Notice the following:

  1. The addCapacity is defined with RequestBody as String. We are asking Spring to not convert the JSON to an object since it will not have sufficient information to do so.
  2. The ChenileParamType tells Chenile that though the Controller is expecting a String the actual service class (CapacityService) is expecting a Vehicle.
  3. Body type selector (“subclassBodyTypeSelector”) is registered to support the body type conversion.
  4. The @Configuration class not only initializes the capacityService. It also registers the Car and Truck class in the subclass registry with a type “car” and “truck”. This tells the Subclass registry to return the appropriate subclass type depending on the type found in the JSON.
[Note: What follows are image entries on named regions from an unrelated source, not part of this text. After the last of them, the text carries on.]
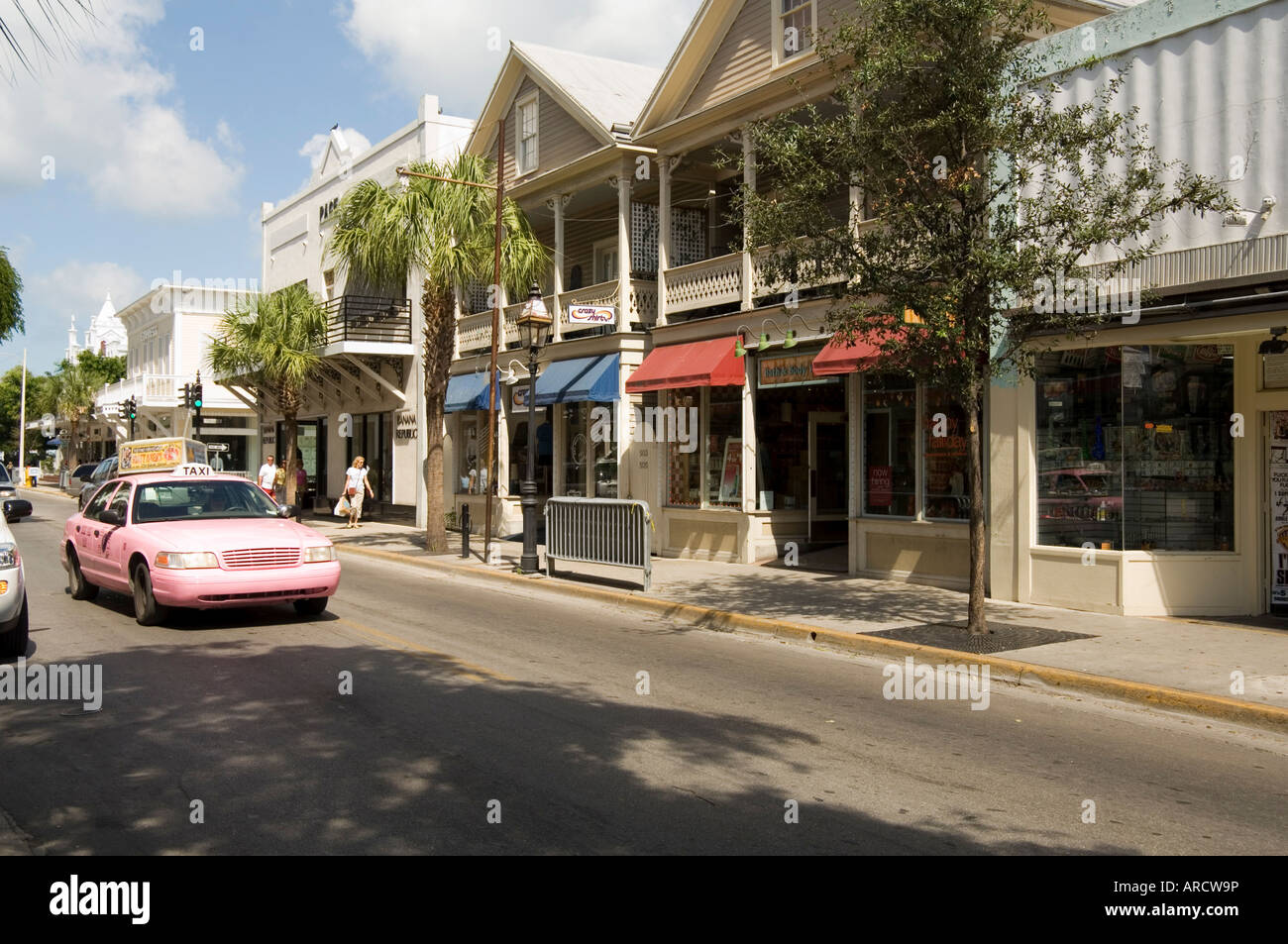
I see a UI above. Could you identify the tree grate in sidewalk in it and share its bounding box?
[863,621,1095,656]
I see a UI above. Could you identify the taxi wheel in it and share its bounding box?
[134,564,170,626]
[0,593,27,656]
[295,596,330,615]
[67,551,98,600]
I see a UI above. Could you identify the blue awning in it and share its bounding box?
[537,355,621,407]
[443,373,502,413]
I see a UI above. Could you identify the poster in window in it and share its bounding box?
[720,437,742,501]
[868,465,894,507]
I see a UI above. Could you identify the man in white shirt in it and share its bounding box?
[259,456,277,498]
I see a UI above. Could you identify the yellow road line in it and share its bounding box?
[336,617,518,682]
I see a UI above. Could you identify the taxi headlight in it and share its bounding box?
[156,551,219,571]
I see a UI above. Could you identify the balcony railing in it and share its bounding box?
[325,295,411,344]
[456,278,657,353]
[664,243,855,316]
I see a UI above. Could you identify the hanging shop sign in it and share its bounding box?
[868,465,894,507]
[394,409,416,441]
[757,351,836,386]
[568,305,617,325]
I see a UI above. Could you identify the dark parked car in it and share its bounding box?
[64,463,99,496]
[0,465,31,524]
[80,456,116,509]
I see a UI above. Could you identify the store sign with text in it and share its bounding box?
[568,305,617,325]
[759,352,819,386]
[394,409,416,441]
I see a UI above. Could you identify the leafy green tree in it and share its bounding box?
[329,155,549,553]
[742,0,1232,634]
[210,283,326,503]
[0,246,27,343]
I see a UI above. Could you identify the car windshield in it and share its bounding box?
[134,481,277,524]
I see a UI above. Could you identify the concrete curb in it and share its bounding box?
[336,544,1288,734]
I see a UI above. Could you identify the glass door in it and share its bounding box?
[808,412,850,545]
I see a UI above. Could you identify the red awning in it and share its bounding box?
[626,338,746,393]
[814,332,890,377]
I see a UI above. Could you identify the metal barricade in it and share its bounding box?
[545,498,653,591]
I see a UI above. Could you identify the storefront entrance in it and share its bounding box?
[808,412,849,549]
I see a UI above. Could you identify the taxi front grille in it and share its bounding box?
[222,548,300,570]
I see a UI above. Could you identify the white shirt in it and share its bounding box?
[344,465,368,494]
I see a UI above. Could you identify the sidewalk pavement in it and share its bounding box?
[314,516,1288,733]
With all these in place, we can see that the test case works as follows:

@RunWith(SpringRunner.class)
@SpringBootTest(classes = TestChenileHttp.class)
@AutoConfigureMockMvc
@ActiveProfiles("unittest")
public class TestSubclassing {
    @Autowired
    private MockMvc mvc;
    @Test
    @DisplayName("Tests if the Car sub class is used.")
    public void testCar() throws Exception {
        Car car = new Car("123",5);
        mvc.perform( MockMvcRequestBuilders
            .post("/add-capacity")
            .content(TestUtil.asJsonString(car)) // converts car into json
            .contentType(MediaType.APPLICATION_JSON)
            .accept(MediaType.APPLICATION_JSON))
            .andDo(print())
            .andExpect(status().isOk())
            .andExpect(jsonPath("$.payload.numPassengers").value(5))
            .andExpect(jsonPath("$.payload.weightCarryingCapacityInKgs").value(0));

    }

    @Test
    @DisplayName("Tests if the Truck sub class is used.")
    public void testTruck() throws Exception {
        Truck truck = new Truck("123",5);
        mvc.perform( MockMvcRequestBuilders
                .post("/add-capacity")
                .content(TestUtil.asJsonString(truck))
                .contentType(MediaType.APPLICATION_JSON)
                .accept(MediaType.APPLICATION_JSON))
                .andDo(print())
                .andExpect(status().isOk())
                .andExpect(jsonPath("$.payload.numPassengers").value(0))
                .andExpect(jsonPath("$.payload.weightCarryingCapacityInKgs").value(5));

    }
}

The subclassBodyTypeSelector “sniffs” at the JSON to determine its type. It uses the type to determine the appropriate subclass.

BodyType selectors are provided in Chenile for other situations such as workflow service etc.